12. continued_fractions.h — Continued Fractions
Function
Time
Space
Notes
cf_expand(series, max_terms)
O(max_terms·S)
O(S)
Extract s[0], shift, repeat; S = series.size()
cf_convergent(c, n)
O(n²)
O(n)
Classical recurrence: Pₖ = cₖ·Pₖ₋₁ + Pₖ₋₂; degree grows linearly; total work Σk = O(n²)
reversion, Matrix::determinant/inverse/rref/solve/rank/is_singular, pade_approximant (dominates at O(N³)), poly_gcd_cw (worst case)
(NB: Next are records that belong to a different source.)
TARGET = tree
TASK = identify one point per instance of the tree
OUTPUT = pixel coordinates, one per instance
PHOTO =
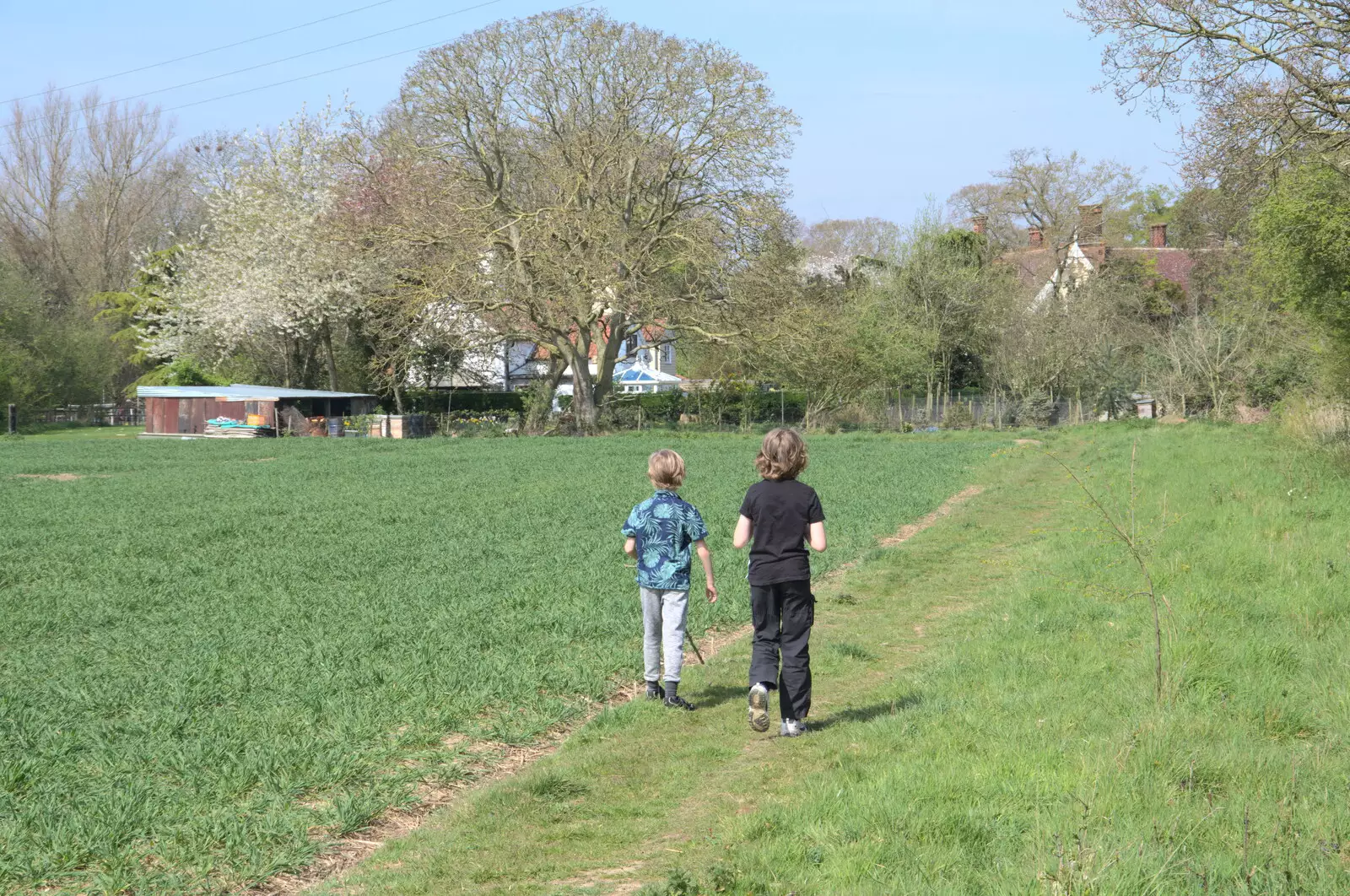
(829, 339)
(274, 266)
(1266, 74)
(1040, 189)
(870, 238)
(942, 285)
(1302, 239)
(84, 191)
(591, 177)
Key Design Decisions Affecting Complexity
No FFT/NTT over ℤ₂: Carry-chain multiplication is inherently O(N·M). The standard NTT requires a principal root of unity, which does not exist in ℤ/2^Wℤ for W > 1. Chunked convolution with auto-vectorization is the practical limit.
Newton vs Lagrange for reversion: The library uses classical Lagrange inversion (O(N³)) rather than Newton/Rothe–Henry (O(N log² N)). This is a deliberate choice for constexpr simplicity — Newton requires fast multiplication, which would need a sub-quadratic algorithm.
Ghost-op + Newton recovery for Witt ops: All Witt operations go through the ghost map (diagonalise the operation), then Newton-recover the Witt components. This is O(N²) but avoids per-component Hensel lifting.
Bareiss elimination for determinant: The fraction-free Bareiss algorithm avoids division by even pivots (which would fail in ℤ/2^Wℤ). The division by the previous pivot is done via dword_t → 2-adic division → modinv_odd.
Stirling/Pascal caches at compile time: Both are computed at compile time via inline constexpr globals computed once per (N,W). This avoids redundant O(N²) recomputation across multiple basis conversions.
Chunked stack buffer in poly_mul and mul_unsigned: Constant stack space O(1) regardless of polynomial size, using a CHUNK_COUNT-sized buffer (≤ 32 elements for uint64). Eliminates full-size quad_width array allocation for large products.
quad_width<W> accumulator precision: Used for ghost-map accumulation and unsaturated polynomial products. Provides 4× word width headroom, preventing overflow in intermediate sums. On uint64_t hot paths (poly_mul, mul_unsigned, div_unsigned_knuth, p-adic series), unsigned __int128 replaces detail::uint128_t where available for 3-4× hardware-accelerated arithmetic.
All constexpr: No runtime-only code paths. The entire library, including poly_mul, carry chains, Witt arithmetic, and division, supports compile-time evaluation.
Memory Usage Notes
Polynomial storage: Polynomial<N,W> is std::array<W,N> — exactly N × sizeof(W) bytes embedded in the object. No heap allocation.
Compile-time caches: StirlingCache<N,W> = 2 × N × N × sizeof(W) bytes in .rodata. PascalCache<N,W> = N × N × sizeof(W) bytes in .rodata. Both are inline constexpr shared across all TUs.
poly_mul / mul_unsigned chunked buffer: CHUNK_COUNT × sizeof(accum_t) bytes on stack. For uint64_t with unsigned __int128: 32 × 16 = 512 bytes. For smaller word widths: proportionally less.
Witt ghost_recover: Allocates N × N × sizeof(quad_width<W>) on the stack for the power table. For (N=32, W=uint64, quad_width=uint128_t): 32×32×16 = 16 KiB.
compose: Allocates 3 × result_degree × sizeof(W) on the stack. Result degree max 4095, so up to ~96 KiB for uint64_t.
reciprocal_newton: Allocates 4 × NR limbs on the stack, capped at 65536 bytes by static_assert.
DynamicPolynomial: Uses std::vector<W> — heap-allocated. All functions using it inherit vector allocation costs.